La cause de la plupart des conflits internes ou externes pourrait se résumer dans une phrase simple, accepter ou renoncer à avoir raison. La paix se situe peut-être au dessus de cette forme en croix, au dessus du chiasme. Le fait de renoncer à devoir coûte que coûte avoir raison à ses propres yeux comme aux yeux des autres demande à passer par le chas d’une aiguille et louvoyant agilement entre Charybde et Scylla, le doute et la certitude. Il est facile de confondre le fait de renoncer à avoir raison avec l’échec, avec la lâcheté, avec une compromission que nous avons toujours tenté de tenir à distance, à seule fin de maintenir notre identité, notre intégrité. Mais quelle serait alors cette identité, cette intégrité si celle ci est fondée sur un vecteur illusoire ? Cette obsession d’avoir raison à tout prix nous entraîne à nous heurter sans relâche à tout ce qui nous entoure dans le seul but de conserver l’illusion d’un point fixe.

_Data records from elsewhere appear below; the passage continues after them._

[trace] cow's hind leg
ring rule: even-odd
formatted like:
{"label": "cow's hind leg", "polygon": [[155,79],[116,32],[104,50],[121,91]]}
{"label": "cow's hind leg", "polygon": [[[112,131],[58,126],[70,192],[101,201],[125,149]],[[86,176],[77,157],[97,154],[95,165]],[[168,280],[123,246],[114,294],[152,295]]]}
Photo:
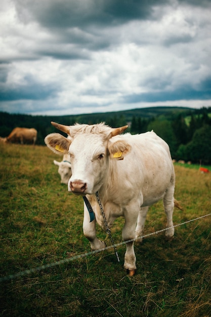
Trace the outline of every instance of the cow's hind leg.
{"label": "cow's hind leg", "polygon": [[142,237],[145,223],[146,217],[149,209],[149,207],[142,207],[139,213],[137,224],[136,228],[136,242],[142,242]]}
{"label": "cow's hind leg", "polygon": [[173,220],[173,216],[174,212],[174,184],[171,183],[167,188],[165,195],[163,197],[163,206],[165,215],[167,218],[166,228],[165,231],[165,236],[167,238],[171,238],[173,236],[175,233],[175,228],[174,227],[174,223]]}

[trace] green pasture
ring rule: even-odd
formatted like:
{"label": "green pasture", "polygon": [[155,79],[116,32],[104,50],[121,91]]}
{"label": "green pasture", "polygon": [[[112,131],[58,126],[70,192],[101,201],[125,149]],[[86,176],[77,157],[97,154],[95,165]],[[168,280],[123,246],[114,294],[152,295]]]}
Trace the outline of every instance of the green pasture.
{"label": "green pasture", "polygon": [[[45,146],[0,144],[0,279],[89,252],[82,197],[60,183]],[[211,173],[176,164],[175,224],[211,213]],[[188,167],[189,168],[188,168]],[[209,168],[211,171],[211,169]],[[122,242],[123,219],[111,232]],[[165,227],[161,202],[152,206],[145,233]],[[124,245],[0,283],[0,316],[210,317],[211,216],[135,244],[137,270],[123,268]],[[98,227],[98,236],[110,242]]]}

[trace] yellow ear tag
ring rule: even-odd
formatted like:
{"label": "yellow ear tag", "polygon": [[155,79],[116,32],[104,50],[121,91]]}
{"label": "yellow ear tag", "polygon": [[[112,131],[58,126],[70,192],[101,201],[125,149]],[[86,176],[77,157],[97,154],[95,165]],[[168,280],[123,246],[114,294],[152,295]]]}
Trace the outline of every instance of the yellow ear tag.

Depuis Héraclite nous savons pourtant que l’homme ne se baigne jamais deux fois dans le même fleuve. On peut imaginer que c’est parce que l’eau coule que le fleuve n’est jamais le même mais cela vaut aussi pour le sang charrié dans nos artères, pour les pensées qui ne cessent jamais de nous traverser, pour les émotions également. Comme peut on imaginer être un point fixe autour duquel tournerait toute chose, même Dieu y aura renoncé puisqu’on dit souvent qu’Il est désormais en toute chose. On pourrait remplacer le mot « Dieu » par « tout » ou « rien » cela n’aurait pas plus, ni moins de sens.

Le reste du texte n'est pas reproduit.